Sa mère ne disait rien. En même temps, elle voyait si peu ce qui se passait à la
maison qu’elle n’avait pas matière à juger. Et son beau-père ne cessait de le bousculer
aussi bien verbalement que physiquement, hésitant encore à franchir cette ligne rouge
entre brutalité et violence physique sur mineur. Pour arranger le tout, le bougre le
considérait comme un domestique en l’absence de Sully.
Le pire, pour Neil, était d’avoir conscience qu’elle ne constituerait jamais un
rempart efficace entre lui et la violence latente de son compagnon. Son ex-mari l’avait
brisée psychologiquement, permettant à son nouveau mec d’avoir trop d’influence sur
elle. Neil le voyait à la façon dont elle s’encombrait l’esprit de toutes ces concessions
pour garder Felix. Elle craignait d’être devenue « vieille peau », et donc incapable de
plaire à nouveau s’il la quittait. Alors elle se raccrochait à cet homme tant qu’il voudrait
bien d’elle.
La magie avait vite disparu. Pourtant sa mère était toujours pourvue de ses
charmes. À 40 ans, on avait de quoi plaire. Sully n’avait qu’un minimum d’efforts à
fournir pour être resplendissante. Neil se demandait si elle était réellement heureuse
avec ce type, ou si elle restait en couple pour ne pas renvoyer l’image d’une femme seule,
sans grandes ressources financières, élevant un fils qui n’était franchement pas un
modèle de réussite scolaire, et pour couronner le tout, gay.
Il l’avait désespérément caché, à la maison. Son beau-père pourrait bien inciter sa
mère à le rejeter s’il faisait son coming out.
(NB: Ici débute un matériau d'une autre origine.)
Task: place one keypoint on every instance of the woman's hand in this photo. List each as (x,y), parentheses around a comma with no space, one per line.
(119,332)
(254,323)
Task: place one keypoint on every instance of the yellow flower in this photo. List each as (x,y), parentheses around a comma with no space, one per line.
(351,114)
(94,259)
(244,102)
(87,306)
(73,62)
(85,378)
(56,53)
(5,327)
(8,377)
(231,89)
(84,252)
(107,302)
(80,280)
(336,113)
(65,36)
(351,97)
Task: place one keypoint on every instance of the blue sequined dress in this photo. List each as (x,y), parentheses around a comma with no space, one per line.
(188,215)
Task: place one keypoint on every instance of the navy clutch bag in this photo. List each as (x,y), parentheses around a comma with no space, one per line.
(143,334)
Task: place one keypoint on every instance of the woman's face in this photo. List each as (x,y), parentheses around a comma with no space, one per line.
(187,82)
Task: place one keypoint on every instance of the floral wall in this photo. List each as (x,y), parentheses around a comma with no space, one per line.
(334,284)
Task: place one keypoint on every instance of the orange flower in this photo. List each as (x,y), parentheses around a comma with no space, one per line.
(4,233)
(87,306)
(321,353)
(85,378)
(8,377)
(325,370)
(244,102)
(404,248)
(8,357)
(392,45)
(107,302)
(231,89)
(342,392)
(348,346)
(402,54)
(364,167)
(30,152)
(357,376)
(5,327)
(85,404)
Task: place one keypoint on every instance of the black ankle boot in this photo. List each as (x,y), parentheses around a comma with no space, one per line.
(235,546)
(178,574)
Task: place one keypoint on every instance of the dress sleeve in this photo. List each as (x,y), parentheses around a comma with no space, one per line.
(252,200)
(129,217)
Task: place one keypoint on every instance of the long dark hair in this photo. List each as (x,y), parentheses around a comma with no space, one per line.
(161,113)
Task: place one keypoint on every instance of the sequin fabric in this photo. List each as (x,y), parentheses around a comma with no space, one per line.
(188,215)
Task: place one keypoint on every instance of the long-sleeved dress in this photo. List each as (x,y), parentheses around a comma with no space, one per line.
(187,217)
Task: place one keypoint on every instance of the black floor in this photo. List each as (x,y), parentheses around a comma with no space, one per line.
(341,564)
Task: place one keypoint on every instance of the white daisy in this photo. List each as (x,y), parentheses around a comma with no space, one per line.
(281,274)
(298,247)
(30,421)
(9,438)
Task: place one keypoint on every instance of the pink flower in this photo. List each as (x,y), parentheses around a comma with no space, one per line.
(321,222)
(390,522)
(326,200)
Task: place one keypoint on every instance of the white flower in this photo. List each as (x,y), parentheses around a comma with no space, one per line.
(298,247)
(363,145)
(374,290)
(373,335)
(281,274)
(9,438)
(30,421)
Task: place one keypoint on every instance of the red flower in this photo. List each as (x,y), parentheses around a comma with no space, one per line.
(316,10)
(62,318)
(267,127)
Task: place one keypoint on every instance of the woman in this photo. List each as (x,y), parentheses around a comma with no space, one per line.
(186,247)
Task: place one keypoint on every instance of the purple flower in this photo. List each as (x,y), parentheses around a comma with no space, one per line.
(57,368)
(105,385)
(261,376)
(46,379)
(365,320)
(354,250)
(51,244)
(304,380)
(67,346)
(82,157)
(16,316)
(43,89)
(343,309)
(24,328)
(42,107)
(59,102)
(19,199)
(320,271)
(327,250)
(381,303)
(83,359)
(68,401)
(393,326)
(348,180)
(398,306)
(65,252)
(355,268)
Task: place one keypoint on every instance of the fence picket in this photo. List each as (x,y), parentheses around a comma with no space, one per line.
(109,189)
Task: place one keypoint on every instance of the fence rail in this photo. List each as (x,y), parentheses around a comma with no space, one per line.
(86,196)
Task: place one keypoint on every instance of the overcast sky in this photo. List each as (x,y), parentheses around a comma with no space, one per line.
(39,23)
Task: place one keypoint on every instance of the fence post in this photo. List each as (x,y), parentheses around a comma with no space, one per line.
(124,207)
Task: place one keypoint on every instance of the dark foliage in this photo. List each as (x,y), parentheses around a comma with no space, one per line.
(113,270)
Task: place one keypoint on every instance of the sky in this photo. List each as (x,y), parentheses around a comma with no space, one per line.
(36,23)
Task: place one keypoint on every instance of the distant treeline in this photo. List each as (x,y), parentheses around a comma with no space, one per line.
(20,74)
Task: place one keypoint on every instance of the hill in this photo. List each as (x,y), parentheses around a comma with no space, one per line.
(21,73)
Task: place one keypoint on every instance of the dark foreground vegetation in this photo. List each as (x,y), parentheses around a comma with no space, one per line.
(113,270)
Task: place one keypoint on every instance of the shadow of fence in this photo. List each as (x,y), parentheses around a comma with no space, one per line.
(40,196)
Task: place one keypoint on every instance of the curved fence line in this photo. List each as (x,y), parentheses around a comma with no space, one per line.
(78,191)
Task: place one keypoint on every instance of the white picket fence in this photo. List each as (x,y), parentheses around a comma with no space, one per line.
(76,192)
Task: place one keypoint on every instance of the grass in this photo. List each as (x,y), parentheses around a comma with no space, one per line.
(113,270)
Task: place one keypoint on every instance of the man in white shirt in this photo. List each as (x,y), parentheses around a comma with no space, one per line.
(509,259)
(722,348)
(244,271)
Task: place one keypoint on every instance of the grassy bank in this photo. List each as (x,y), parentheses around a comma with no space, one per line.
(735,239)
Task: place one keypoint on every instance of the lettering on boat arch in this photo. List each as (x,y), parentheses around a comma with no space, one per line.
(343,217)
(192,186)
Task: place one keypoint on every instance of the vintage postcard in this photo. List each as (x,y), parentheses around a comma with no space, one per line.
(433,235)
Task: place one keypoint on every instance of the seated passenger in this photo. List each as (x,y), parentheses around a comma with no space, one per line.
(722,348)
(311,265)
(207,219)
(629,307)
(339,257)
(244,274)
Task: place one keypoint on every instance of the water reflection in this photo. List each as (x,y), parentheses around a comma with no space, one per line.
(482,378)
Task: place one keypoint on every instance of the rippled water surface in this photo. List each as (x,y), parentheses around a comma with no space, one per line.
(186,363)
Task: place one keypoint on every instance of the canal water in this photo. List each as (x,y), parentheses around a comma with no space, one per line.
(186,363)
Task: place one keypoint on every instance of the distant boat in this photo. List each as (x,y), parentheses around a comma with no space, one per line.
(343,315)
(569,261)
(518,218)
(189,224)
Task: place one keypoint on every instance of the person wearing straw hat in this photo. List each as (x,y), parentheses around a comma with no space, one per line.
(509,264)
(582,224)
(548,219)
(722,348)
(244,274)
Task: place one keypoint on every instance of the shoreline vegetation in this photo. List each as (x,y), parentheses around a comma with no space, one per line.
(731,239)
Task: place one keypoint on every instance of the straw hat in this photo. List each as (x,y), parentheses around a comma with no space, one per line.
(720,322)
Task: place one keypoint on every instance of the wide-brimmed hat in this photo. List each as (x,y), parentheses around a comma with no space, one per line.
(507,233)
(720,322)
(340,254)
Certes, il avait 18 ans, un âge considéré
comme adulte dans de nombreux États. Mais dans la société actuelle, devenir légalement
adulte ne vous rendait pas apte à vivre seul, par vos propres moyens, sans entrée
financière ni aide extérieure.
Ce qui était malheureux là-dedans, c’est qu’il était fort possible que Sully cède
sous la pression de Felix. Sa mère pourrait bien l’abandonner, et c’était l’une de ses plus
grandes peurs. Alors non, le coming out, ce n’était pas pour lui.
De nombreuses rumeurs commençaient à circuler dans le quartier. C’était donc
un soulagement qu’ils déménagent. Qu’ils quittent cette bourgade où les violences subies
au lycée n’auraient plus tardé à révéler le pot-aux-roses à sa mère.